One of my clients wants it for everything (typically text, stats, and graphs), and typically views it as just an "add a button" sort of feature, when it winds up being a "reimplement the layout in a different language" sort of thing. (leaving apart the thing where basically they want a gigantic lovecrafian horror of an excel file translated to the web)
PDFs have the ability to be a fixed, baked reference of a document. Even if it's not printed, it's something that people want.
I completely agree. Having the ability to look at what a dynamic document looked like at a particular moment in time (and be able to archive it), is a very important feature. In a dynamic document like Notion, people will still want to know what the data/doc looked like when decisions are made. Page-based layouts make this much easier.
Plenty of software can edit pdfs. I have used affinity designer in past to fix up issues in PDFs received from designers.
Seems like this can be better addressed by versioning and audit logs or checksums.
Notion could implement a feature like "permalink to the content as it was at this point in time". Maybe they already have. But for me to be sure that's an immutable record, I at least have to trust Notion.
I don't see where checksums come into it - either I trust Notion to tell me I'm getting the same document we agreed on, or I need to be able to download the document in a readable form and compute the hash on my client. In which case we're back at PDF again.

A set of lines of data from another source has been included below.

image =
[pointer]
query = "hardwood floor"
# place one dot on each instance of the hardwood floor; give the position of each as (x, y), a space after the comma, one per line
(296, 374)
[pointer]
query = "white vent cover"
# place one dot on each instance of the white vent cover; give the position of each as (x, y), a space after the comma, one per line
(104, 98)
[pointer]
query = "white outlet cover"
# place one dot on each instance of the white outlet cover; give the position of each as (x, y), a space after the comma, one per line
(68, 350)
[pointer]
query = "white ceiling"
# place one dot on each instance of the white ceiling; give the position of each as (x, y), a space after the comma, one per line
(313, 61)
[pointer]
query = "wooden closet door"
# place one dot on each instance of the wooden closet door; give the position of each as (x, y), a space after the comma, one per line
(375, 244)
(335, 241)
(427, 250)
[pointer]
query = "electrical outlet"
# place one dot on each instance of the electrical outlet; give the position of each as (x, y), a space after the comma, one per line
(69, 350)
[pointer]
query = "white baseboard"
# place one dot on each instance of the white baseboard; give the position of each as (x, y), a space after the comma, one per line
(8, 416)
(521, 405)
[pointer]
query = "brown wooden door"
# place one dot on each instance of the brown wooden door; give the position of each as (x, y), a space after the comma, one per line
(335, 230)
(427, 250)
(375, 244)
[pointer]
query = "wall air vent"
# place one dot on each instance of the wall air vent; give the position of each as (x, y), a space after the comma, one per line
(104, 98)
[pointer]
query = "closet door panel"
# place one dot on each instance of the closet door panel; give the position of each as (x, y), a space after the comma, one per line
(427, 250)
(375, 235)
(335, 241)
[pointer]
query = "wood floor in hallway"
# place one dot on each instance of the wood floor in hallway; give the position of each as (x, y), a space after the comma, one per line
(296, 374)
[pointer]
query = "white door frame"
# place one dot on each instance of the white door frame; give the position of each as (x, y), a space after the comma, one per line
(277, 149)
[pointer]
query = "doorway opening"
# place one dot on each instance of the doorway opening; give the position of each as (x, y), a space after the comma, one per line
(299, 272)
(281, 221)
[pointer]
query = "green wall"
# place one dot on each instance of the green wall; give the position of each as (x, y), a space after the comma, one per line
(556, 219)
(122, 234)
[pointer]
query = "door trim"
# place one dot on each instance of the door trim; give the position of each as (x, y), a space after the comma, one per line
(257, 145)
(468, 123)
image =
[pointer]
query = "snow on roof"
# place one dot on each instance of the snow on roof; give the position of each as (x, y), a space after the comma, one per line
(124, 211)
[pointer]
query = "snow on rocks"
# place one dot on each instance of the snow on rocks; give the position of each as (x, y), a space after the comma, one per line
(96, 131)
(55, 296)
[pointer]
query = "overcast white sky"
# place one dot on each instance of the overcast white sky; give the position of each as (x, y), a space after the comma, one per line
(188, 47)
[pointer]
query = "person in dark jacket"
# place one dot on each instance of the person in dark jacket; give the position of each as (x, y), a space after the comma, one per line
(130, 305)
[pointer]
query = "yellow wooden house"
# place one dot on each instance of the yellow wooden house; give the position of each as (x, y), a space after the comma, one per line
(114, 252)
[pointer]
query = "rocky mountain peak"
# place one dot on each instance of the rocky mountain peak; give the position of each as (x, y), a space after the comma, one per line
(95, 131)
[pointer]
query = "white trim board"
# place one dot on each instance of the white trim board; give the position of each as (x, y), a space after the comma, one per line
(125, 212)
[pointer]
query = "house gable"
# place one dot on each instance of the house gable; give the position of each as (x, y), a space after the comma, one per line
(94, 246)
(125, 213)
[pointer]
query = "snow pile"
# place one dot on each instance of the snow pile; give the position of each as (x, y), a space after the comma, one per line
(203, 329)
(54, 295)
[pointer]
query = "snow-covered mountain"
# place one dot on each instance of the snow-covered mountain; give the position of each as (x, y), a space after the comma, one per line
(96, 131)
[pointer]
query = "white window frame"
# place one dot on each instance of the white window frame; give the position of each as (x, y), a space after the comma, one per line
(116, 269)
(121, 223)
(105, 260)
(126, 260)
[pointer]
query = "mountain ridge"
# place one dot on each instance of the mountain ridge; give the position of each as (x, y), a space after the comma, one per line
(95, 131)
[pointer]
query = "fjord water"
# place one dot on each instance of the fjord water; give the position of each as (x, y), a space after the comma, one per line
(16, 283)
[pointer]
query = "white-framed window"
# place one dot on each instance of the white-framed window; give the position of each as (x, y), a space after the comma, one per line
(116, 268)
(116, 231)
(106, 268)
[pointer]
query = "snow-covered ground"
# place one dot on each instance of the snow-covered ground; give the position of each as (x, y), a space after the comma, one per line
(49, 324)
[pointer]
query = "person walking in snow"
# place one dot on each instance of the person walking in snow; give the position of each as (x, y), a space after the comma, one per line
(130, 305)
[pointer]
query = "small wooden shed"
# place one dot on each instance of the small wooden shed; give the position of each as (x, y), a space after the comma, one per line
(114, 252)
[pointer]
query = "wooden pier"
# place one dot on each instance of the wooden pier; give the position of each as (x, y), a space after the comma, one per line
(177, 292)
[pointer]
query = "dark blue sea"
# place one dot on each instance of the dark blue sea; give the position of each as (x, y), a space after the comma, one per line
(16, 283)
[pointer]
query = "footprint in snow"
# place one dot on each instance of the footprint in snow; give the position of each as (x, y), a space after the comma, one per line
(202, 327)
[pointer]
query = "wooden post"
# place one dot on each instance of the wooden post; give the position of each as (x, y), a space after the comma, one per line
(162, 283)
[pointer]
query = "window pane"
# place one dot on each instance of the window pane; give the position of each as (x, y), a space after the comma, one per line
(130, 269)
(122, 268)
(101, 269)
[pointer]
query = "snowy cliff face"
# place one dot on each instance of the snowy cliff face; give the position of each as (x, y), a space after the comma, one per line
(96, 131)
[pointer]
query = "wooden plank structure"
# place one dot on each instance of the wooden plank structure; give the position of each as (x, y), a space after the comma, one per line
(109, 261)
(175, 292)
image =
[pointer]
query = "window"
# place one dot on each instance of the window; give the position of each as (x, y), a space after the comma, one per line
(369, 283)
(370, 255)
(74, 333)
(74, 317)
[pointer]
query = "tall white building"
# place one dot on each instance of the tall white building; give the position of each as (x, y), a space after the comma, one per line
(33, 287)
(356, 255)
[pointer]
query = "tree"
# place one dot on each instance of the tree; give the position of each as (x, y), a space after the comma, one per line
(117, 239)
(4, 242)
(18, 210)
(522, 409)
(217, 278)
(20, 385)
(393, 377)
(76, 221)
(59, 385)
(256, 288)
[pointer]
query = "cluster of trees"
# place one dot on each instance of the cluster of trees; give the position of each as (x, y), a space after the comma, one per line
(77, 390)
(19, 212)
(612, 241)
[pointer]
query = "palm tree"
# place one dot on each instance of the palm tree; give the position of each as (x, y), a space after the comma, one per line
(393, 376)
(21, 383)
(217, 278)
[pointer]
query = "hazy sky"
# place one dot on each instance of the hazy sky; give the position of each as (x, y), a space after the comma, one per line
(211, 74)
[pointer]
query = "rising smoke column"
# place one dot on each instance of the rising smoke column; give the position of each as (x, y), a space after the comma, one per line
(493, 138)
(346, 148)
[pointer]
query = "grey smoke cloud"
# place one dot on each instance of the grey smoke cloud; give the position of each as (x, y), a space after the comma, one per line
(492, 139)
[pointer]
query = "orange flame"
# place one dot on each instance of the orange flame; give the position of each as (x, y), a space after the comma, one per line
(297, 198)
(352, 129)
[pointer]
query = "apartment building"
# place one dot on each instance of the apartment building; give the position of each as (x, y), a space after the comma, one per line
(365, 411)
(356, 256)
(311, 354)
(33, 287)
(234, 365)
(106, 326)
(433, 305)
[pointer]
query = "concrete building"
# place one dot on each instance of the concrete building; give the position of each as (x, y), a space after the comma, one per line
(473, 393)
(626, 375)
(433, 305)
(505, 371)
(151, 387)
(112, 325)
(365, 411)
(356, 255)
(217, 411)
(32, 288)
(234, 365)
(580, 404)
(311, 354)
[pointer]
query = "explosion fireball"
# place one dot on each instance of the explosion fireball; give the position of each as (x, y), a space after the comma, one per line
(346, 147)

It doesn't need to be optimized, but it should be possible to achieve things like static PDF or printout.
Is it becoming niche? Yeah, probably, but we might want to think of it as being niche in the way that accessibility features are niche.
Anytime I need to read big documents I just export them and put it on it. Easy for the eyes and easy to take note on the document.
Also, when sending something to a client, it’s way more professional to send them a pdf document as an attachment they can open right in their browser instead of some obscure google docs / notion link.